伝統の田植踊、浪江に継承 津島で15年半ぶり復活へ

 
南津島の田植踊の練習に励む会員や学生たち=26日午後、浪江町津島地区

 東日本大震災と東京電力福島第1原発事故の影響で存続の危機にあった浪江町津島地区の伝統芸能「南津島の田植踊」が10月22日、約15年半ぶりに津島地区で復活する。津島地区で最後に披露されたのは、震災前の2008年2月だった。南津島郷土芸術保存会は26日、地元で震災後初めて練習会を開き、会員たちが伝統の継承を手伝う東北学院大(仙台市)の学生と二人三脚で踊りを確認した。

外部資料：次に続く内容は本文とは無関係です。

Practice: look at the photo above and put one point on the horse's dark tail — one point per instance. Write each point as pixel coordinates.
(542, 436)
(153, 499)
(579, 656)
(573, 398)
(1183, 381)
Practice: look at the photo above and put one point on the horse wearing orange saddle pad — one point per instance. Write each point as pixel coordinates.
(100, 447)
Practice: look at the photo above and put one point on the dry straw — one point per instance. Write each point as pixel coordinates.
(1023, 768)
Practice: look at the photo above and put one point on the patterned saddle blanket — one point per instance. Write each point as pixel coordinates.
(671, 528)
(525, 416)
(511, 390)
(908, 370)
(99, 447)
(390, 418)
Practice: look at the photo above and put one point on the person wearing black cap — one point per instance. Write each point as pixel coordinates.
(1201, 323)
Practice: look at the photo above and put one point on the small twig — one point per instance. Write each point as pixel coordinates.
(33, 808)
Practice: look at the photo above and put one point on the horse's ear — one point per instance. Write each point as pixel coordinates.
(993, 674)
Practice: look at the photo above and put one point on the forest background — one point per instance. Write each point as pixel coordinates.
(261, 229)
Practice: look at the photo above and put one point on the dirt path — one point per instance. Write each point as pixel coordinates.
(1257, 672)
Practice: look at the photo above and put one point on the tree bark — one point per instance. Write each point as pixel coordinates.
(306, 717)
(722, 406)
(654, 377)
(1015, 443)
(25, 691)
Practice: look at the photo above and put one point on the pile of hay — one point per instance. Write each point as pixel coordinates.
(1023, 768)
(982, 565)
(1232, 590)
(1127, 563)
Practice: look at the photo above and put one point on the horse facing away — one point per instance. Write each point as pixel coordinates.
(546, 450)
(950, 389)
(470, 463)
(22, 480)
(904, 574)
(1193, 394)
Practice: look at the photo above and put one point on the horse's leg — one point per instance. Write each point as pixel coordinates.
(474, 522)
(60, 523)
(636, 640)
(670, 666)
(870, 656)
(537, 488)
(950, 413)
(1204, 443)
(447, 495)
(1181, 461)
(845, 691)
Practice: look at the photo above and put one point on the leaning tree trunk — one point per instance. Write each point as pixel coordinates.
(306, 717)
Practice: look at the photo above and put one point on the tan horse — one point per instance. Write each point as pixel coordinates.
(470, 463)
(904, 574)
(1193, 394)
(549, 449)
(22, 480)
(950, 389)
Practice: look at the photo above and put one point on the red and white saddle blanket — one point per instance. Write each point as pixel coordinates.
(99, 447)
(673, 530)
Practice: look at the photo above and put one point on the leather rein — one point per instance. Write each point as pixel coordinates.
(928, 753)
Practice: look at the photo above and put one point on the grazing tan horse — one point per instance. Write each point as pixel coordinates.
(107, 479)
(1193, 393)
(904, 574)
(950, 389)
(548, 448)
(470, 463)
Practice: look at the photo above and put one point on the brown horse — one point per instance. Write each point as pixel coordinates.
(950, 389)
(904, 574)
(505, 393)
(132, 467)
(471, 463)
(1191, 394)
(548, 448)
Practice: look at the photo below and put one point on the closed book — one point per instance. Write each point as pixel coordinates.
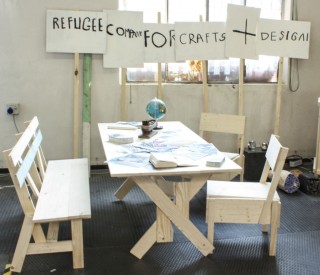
(169, 160)
(216, 160)
(121, 138)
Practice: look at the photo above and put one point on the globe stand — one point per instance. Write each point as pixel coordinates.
(147, 128)
(157, 127)
(156, 109)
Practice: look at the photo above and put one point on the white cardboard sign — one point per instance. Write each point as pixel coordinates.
(283, 38)
(159, 42)
(124, 36)
(200, 40)
(241, 31)
(76, 31)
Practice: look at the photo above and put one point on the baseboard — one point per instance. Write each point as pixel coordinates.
(4, 171)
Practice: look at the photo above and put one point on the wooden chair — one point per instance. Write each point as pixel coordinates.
(49, 193)
(228, 124)
(249, 202)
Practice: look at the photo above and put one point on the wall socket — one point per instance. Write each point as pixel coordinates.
(13, 108)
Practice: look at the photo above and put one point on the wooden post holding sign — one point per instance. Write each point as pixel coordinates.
(205, 96)
(123, 94)
(86, 109)
(317, 159)
(285, 39)
(160, 88)
(279, 96)
(84, 33)
(76, 107)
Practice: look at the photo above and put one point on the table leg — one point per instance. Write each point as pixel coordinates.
(124, 189)
(174, 214)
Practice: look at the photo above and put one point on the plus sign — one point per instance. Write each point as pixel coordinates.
(245, 32)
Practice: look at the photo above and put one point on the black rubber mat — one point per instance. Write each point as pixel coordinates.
(116, 226)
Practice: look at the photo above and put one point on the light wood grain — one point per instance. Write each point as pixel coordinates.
(249, 202)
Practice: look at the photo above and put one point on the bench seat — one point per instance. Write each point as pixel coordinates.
(49, 193)
(65, 192)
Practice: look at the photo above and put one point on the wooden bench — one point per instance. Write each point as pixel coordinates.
(49, 194)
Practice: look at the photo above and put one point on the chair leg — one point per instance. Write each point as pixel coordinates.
(210, 220)
(275, 223)
(210, 235)
(265, 228)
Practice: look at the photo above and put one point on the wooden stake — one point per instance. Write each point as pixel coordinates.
(123, 94)
(205, 96)
(86, 109)
(160, 88)
(279, 95)
(241, 86)
(317, 159)
(76, 106)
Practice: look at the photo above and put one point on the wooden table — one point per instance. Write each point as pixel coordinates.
(153, 183)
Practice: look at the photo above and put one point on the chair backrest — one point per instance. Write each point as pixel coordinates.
(25, 163)
(224, 123)
(276, 155)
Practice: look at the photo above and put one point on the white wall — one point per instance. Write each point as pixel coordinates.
(43, 85)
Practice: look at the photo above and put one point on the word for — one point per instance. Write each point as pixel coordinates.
(159, 39)
(285, 35)
(78, 23)
(192, 38)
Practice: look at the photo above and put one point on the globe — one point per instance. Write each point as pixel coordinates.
(156, 109)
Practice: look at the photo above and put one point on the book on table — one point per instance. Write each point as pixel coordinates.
(169, 160)
(121, 138)
(216, 160)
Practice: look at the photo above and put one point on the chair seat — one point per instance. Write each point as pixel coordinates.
(230, 155)
(230, 189)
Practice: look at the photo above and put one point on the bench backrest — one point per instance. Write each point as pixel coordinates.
(27, 165)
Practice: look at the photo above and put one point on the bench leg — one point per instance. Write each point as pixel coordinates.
(22, 245)
(53, 231)
(77, 243)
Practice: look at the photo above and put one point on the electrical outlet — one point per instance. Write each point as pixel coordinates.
(13, 108)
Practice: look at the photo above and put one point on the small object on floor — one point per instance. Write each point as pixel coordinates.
(7, 270)
(264, 146)
(309, 183)
(288, 182)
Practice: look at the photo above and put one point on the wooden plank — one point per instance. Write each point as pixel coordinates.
(146, 242)
(77, 243)
(29, 159)
(123, 94)
(44, 248)
(86, 109)
(164, 228)
(66, 183)
(23, 244)
(278, 98)
(23, 142)
(241, 87)
(317, 158)
(174, 214)
(76, 106)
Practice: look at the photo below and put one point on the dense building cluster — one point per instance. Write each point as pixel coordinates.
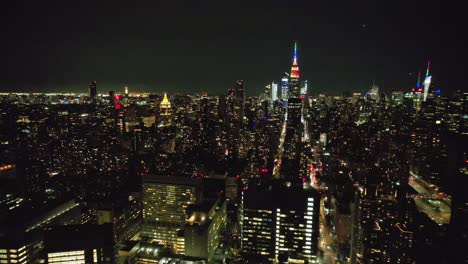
(287, 176)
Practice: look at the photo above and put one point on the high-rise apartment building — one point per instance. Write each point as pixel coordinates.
(165, 199)
(280, 223)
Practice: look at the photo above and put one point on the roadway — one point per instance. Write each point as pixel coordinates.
(326, 242)
(435, 204)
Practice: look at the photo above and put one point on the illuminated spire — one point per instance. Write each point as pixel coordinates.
(428, 66)
(165, 100)
(295, 53)
(418, 84)
(295, 67)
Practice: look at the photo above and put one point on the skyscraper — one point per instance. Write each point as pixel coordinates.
(280, 223)
(165, 112)
(274, 92)
(165, 199)
(427, 82)
(92, 91)
(285, 88)
(294, 76)
(294, 126)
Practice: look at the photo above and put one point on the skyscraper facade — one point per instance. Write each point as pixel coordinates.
(165, 199)
(92, 91)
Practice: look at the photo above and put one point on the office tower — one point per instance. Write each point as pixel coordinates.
(165, 111)
(374, 92)
(121, 120)
(125, 216)
(126, 99)
(274, 92)
(234, 125)
(92, 91)
(239, 99)
(304, 90)
(165, 200)
(464, 121)
(79, 244)
(294, 76)
(204, 228)
(285, 88)
(111, 98)
(280, 223)
(372, 223)
(427, 82)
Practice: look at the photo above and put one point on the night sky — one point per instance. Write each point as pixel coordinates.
(196, 46)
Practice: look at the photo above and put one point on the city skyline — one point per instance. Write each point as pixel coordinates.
(256, 159)
(204, 47)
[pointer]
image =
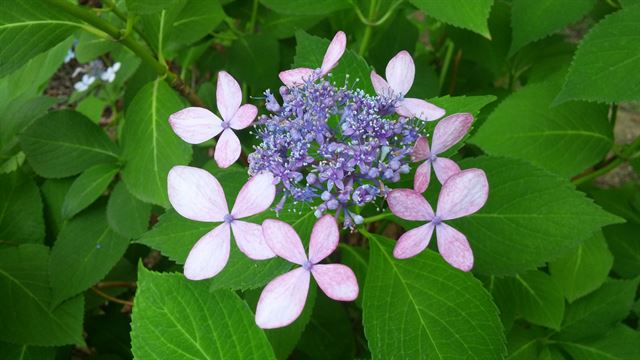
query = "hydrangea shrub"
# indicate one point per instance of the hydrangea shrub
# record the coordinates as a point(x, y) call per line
point(263, 179)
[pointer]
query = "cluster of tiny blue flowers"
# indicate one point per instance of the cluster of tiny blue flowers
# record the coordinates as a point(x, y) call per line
point(333, 148)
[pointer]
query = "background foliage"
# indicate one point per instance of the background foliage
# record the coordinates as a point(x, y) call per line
point(91, 253)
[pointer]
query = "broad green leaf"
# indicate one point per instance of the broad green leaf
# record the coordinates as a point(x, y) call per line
point(25, 352)
point(84, 252)
point(621, 343)
point(25, 313)
point(597, 312)
point(304, 7)
point(28, 28)
point(470, 15)
point(127, 215)
point(254, 60)
point(53, 194)
point(565, 139)
point(196, 19)
point(310, 50)
point(532, 216)
point(604, 68)
point(149, 145)
point(284, 340)
point(539, 299)
point(148, 6)
point(191, 322)
point(21, 219)
point(87, 188)
point(423, 308)
point(534, 20)
point(329, 334)
point(458, 104)
point(584, 269)
point(625, 245)
point(65, 143)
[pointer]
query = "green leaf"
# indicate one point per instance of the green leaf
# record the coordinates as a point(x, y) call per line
point(21, 219)
point(149, 145)
point(84, 252)
point(423, 307)
point(65, 143)
point(458, 104)
point(87, 188)
point(625, 246)
point(149, 6)
point(584, 269)
point(304, 7)
point(127, 215)
point(565, 139)
point(532, 216)
point(621, 343)
point(310, 51)
point(328, 334)
point(470, 15)
point(284, 340)
point(539, 299)
point(28, 28)
point(604, 68)
point(25, 352)
point(26, 315)
point(191, 322)
point(597, 312)
point(534, 20)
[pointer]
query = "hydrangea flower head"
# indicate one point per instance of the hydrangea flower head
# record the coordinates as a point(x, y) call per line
point(283, 299)
point(448, 132)
point(298, 76)
point(400, 73)
point(333, 148)
point(462, 194)
point(196, 125)
point(197, 195)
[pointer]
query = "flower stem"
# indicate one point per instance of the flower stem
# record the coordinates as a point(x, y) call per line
point(145, 54)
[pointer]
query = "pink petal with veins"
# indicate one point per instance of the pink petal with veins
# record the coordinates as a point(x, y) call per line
point(413, 241)
point(228, 149)
point(400, 72)
point(420, 149)
point(463, 194)
point(420, 109)
point(334, 52)
point(250, 240)
point(196, 194)
point(283, 299)
point(243, 117)
point(450, 131)
point(324, 238)
point(255, 196)
point(454, 247)
point(380, 85)
point(195, 125)
point(337, 281)
point(228, 95)
point(422, 177)
point(444, 169)
point(209, 255)
point(284, 241)
point(409, 205)
point(295, 77)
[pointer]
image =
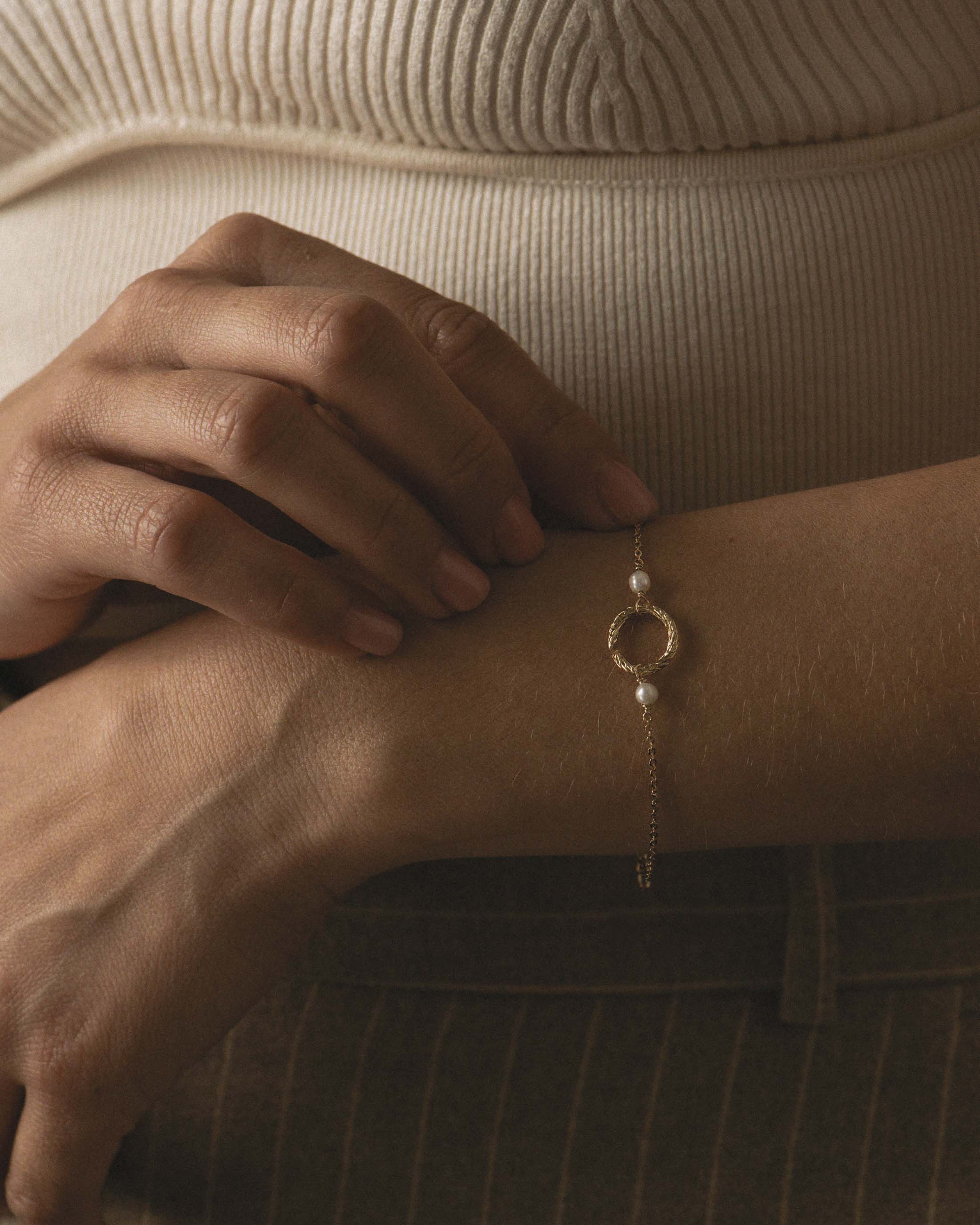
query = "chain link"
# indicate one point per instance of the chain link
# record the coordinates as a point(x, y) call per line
point(645, 863)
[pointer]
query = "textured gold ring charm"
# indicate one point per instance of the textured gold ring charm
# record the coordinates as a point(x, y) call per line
point(644, 670)
point(646, 691)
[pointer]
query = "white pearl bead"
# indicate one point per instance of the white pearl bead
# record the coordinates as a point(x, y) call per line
point(640, 581)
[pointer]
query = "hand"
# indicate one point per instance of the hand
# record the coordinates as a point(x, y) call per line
point(155, 882)
point(402, 429)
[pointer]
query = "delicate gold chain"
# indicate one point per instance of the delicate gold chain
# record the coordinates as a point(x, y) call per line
point(646, 693)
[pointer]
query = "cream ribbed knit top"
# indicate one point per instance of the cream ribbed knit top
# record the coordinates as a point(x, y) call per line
point(743, 233)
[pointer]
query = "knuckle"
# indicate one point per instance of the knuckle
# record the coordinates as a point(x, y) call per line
point(163, 531)
point(344, 333)
point(30, 478)
point(75, 410)
point(551, 426)
point(391, 522)
point(244, 426)
point(474, 461)
point(235, 237)
point(134, 313)
point(61, 1061)
point(458, 335)
point(149, 292)
point(33, 1201)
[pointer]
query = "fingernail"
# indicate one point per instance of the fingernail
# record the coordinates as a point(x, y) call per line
point(369, 630)
point(518, 535)
point(458, 582)
point(624, 494)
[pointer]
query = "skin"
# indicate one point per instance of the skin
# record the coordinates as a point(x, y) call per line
point(339, 398)
point(826, 690)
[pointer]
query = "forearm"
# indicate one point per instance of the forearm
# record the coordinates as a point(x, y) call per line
point(826, 688)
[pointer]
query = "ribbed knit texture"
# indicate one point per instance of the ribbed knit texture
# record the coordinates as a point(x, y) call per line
point(527, 1042)
point(481, 75)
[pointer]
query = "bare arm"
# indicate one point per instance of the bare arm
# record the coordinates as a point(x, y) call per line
point(827, 688)
point(177, 816)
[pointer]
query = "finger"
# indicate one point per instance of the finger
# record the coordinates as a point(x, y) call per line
point(123, 523)
point(357, 356)
point(265, 439)
point(59, 1164)
point(563, 452)
point(12, 1103)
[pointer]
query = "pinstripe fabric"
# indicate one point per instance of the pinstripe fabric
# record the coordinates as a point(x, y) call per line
point(684, 1109)
point(744, 235)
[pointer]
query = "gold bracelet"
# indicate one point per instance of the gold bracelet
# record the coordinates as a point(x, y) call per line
point(646, 693)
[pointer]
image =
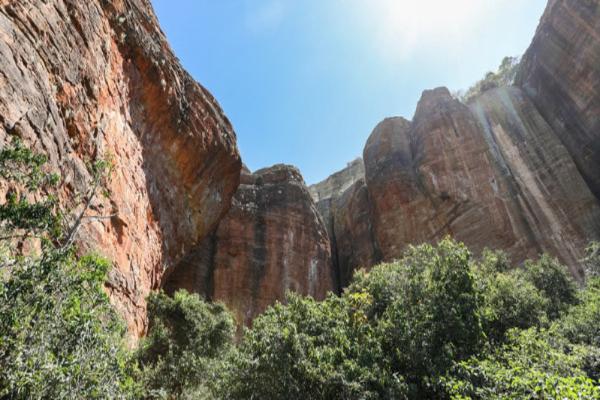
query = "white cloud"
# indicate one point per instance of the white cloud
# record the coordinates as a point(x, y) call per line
point(265, 15)
point(398, 27)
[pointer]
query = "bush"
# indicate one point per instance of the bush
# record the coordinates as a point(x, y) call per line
point(59, 337)
point(554, 281)
point(504, 76)
point(509, 300)
point(390, 335)
point(186, 339)
point(531, 365)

 南津島の田植踊は、住民が激減した江戸時代の「天明の飢饉(ききん)」後に盛んになり、約200年前から伝わる。例年2月、祝い事などがある家々を回り、五穀豊穣(ほうじょう)や無病息災などを願って踊られてきた。

 伝統の継承には地元出身の女子大学生の熱意が後押しした。「震災後、津島の人たちに会える機会が田植踊だった。古里の伝統を残していきたい」。東北学院大文学部歴史学科3年の今野実永(みのぶ)さん(21)は思いを語る。

 今野さんは18年、中学3年生の時に田植踊を始めた。踊り手は伝統的に男性と決まっていたが、三瓶専次郎会長(74)の誘いもあり、女性の踊り手となった。

 しかし、原発事故で各地に離散した住民だけでの存続は難しい。そこで同大の金子祥之准教授(38)の民俗学の講義の一環で、受講する学生約30人も踊り手や裏方として伝統をつないでいくことが決まり、昨春から練習を重ねている。

 津島地区は原発事故で全域が帰還困難区域となったが、一部地域について特定復興再生拠点区域(復興拠点)として3月末に避難指示が解除された。三瓶会長は「女性や津島以外の人が踊りに参加することに当初は迷いもあった。それでも、津島で田植踊ができることは、津島が再生していくための足掛かりだ」と期待する。今野さんは「お世話になっている津島の人たちに恩返ししたい」と話した。(渡辺晃平)

 10月22日、標葉祭りで披露

 南津島の田植踊は、浪江青年会議所(JC)が10月22日に旧津島中で開く「標葉(しねは)祭り」で披露される。午後2時50分からの予定。標葉祭りは標葉地域(浪江町、双葉町、大熊町、葛尾村)の魅力をPRする秋の恒例イベントとして今年は10月21、22の両日に開かれる。